14 November 2019, The Tablet

It comes as a surprise to learn that Michel Houellebecq has never been baptised


It comes as a surprise to learn that Michel Houellebecq has never been baptised
 

Late as ever, I’ve only just finished Michel Houelle­becq’s Serotonin – in its English translation by Shaun Whiteside – which I hesitate to write about on the basis that I should do my best to keep it from decent readers on account of its dispiriting but graphic sex, including paedophilia and bestiality. Impurity doesn’t even begin to cover it.

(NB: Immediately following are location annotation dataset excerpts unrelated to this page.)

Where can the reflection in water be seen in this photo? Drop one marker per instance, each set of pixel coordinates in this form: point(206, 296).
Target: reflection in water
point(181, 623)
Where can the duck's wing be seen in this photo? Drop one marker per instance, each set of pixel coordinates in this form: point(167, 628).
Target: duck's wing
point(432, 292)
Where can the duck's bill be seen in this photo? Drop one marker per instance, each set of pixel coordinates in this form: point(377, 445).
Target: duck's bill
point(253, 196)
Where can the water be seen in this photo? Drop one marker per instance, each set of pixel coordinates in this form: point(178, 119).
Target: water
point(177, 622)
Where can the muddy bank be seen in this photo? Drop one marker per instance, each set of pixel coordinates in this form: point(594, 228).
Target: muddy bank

But as ever, he well and truly set the cat among the pigeons, anticipating the gilets jaunes protests in a fashion that would seem downright uncanny if it weren’t that the novelist has form in identifying social and spiritual signs of the times. The novel is about the nihilism of its narrator, but one contributory cause of his depression is the despair of French dairy farmers whose livelihoods count as nothing against the EU dogma of free trade.

Another is that he is incapable of stable marriage: he does not propose to the most appealing of his girlfriends lest domesticity should ruin her career, the totem of males of his age. She leaves him after he engages in yet another fleeting relationship and, when he eventually finds her, she has had a child by the only means available to her, a passing sexual encounter with a near stranger.